街路には、それも大きな街ほどゴミが落ちているものだ。その中でめっきり減ったのがプラスチックの買い物袋、これはストアが税込みで1枚7セントをチャージし始めたことで、市民の意識が変わってきたせいだろう。
近頃はコロナ・パンデミックのせいで街路を汚しているのは使い捨てマスクとプラスチック製の手袋、いずれもPPEの花形(?)だが、一度道に落ちたものはなんとも汚らしい。
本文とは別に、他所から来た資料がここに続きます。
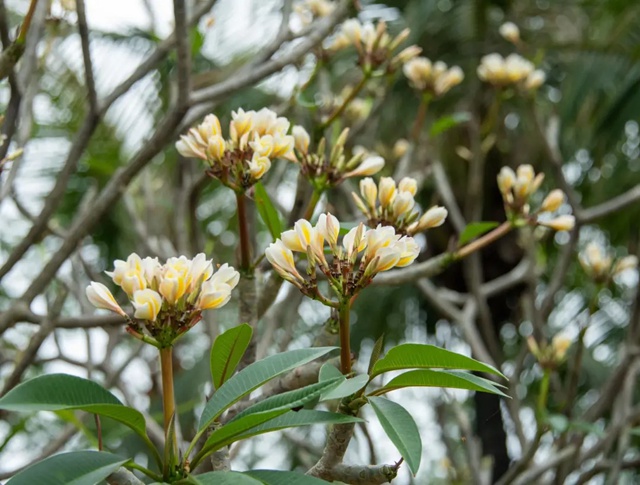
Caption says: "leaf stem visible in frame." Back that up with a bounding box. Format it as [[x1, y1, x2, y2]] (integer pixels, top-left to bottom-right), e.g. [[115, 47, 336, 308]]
[[338, 298, 351, 375], [160, 347, 178, 477], [303, 188, 323, 221], [453, 221, 513, 260], [236, 192, 251, 274]]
パンデミックの家ごもりの影響で、ペットを飼い始めた家族も多いようだが、時たま道や芝生の上に置き去りにされた排せつ物を見ることがある。これはうっかり踏もうものなら被害が大きく迷惑極まりない。
先日、買い物からの帰り道、母親と8歳ほどの娘が可愛い子犬を歩かせているのを見かけた。犬が突然立ち止まると芝生の上を嗅ぎまわり、どうやら気に入ったスポットを見つけたらしくてやおら腰を下ろして排便を始めた。女の子は戸惑った表情で革ひもを引いて歩かせようとしたがもちろん犬は動こうとはしない。やがて用を済ませた犬はすがすがしい表情で(?)歩き出したが、母親は娘に何か言い、自分のポケットから排せつ物を入れるプラスチックの袋を取り出して彼女に渡した。
この親子に近づいていた私の耳に「あなたが飼いたいって言ったのでしょう。自分の犬なのだから、あなたが世話をしなきゃね」という母親の声が聞こえ、娘は片手で犬の革ひもを持ち、片手に渡された袋を持って犬の排せつ物をピックアップしようとするが上手く行かない様子。母親は娘の手から革ひもを取り上げて助けてやっているが、排せつ物を取ることは娘に任せている。
娘は泣きそうな表情で、やっと犬の落とし物を袋に拾い上げ、助言されながら口を縛り終えた袋を、母親に渡そうとしたが母は再び静かに「あなたの犬でしょう」と言い、犬の革ひもを娘の手に返した。
片手に嬉しそうに飛び跳ねる子犬のひもを持ち、片手に青い排せつ物の袋を揺らせながら遠ざかって行く女の子と母親。